Introduction. Automatic dialogue summarization has been widely studied and applied to various domains, including meeting [Carletta et al., 2005, Zhong et al., 2021], chat [Gliwa et al., 2019], email thread [Zhang et al., 2021], media interview [Zhu et al., 2021], customer service [Feigenblat et al., 2021, Macary et al., 2020, Favre et al., 2015, Lin et al., 2021] and medical dialogue [Song et al., 2020], etc. However, most research has focused on summarizing factual information, leaving aside affective content. Affective content has been the target of a few summarization tasks such as opinion summarization [Wang and Ling, 2016]. However, opinion is only a subset of affective expressions and such task mainly focuses on non-dialogue texts reviews. In dialogues, factual information and subjective content are often intertwined. While it is essential to summarize the most pertinent factual information, the subjective content can also provide valuable insights, for example, improve customer service interactions and better support patients in the context of e-healthcare.

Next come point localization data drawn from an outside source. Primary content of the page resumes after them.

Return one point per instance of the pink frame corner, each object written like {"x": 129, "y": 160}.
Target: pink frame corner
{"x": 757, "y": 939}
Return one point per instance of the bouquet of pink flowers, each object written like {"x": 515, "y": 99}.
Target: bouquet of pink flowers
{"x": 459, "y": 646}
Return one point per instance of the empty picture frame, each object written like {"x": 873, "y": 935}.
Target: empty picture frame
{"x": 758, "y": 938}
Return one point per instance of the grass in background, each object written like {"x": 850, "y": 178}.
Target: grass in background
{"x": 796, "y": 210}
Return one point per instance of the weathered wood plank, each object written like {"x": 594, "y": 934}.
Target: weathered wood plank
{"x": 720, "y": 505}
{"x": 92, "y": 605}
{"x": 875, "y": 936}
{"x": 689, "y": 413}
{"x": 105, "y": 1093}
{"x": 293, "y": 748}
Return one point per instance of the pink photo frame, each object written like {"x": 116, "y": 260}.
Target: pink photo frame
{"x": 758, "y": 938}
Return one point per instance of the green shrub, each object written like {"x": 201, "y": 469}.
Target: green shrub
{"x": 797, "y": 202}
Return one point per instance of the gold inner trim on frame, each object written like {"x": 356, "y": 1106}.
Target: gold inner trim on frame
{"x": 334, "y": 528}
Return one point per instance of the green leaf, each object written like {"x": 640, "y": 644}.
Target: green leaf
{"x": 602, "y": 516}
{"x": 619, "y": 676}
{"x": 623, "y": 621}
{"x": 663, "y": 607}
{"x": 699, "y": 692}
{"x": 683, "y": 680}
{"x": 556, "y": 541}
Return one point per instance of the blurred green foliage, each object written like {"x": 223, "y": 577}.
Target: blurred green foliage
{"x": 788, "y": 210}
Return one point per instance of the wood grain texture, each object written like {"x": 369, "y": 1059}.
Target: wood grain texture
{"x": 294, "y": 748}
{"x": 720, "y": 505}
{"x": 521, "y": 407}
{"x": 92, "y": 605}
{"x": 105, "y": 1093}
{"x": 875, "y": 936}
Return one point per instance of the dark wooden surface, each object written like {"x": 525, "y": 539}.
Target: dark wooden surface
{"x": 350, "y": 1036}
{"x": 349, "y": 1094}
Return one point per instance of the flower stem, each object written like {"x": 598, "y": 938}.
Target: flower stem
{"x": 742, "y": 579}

Discussion / Conclusion. In dialogue summarization, the most important content almost always focuses on factual information, leaving aside the affective content of the interaction. We argue that emotional information is important content to report in dialogue summaries. In order to measure emotional content in dialogues and in summaries, we train SA models at the word level. We conduct a corpus-based analysis on the DialogSum corpus, in which dataset annotators were explicitly instructed to include emotion when writing reference summaries, we show that emotion is omitted to some extent in reference summaries in dialogue datasets. We then propose a new set of measures to evaluate the relevance of a summary based on the emotional load (proportion) and its polarity (PEmoP / PEmoN). Using this measure, we show that the summarization model often exhibits a mismatch between the emotional content of the input dialogue and the summary. We also show that by carefully selecting the training target, we can decrease this mismatch. This method provides a more comprehensive measure of dialogue summarization performance. In this study, we chose the DialogSum corpus for analysis because it explicitly considers emotions in its annotation guidelines.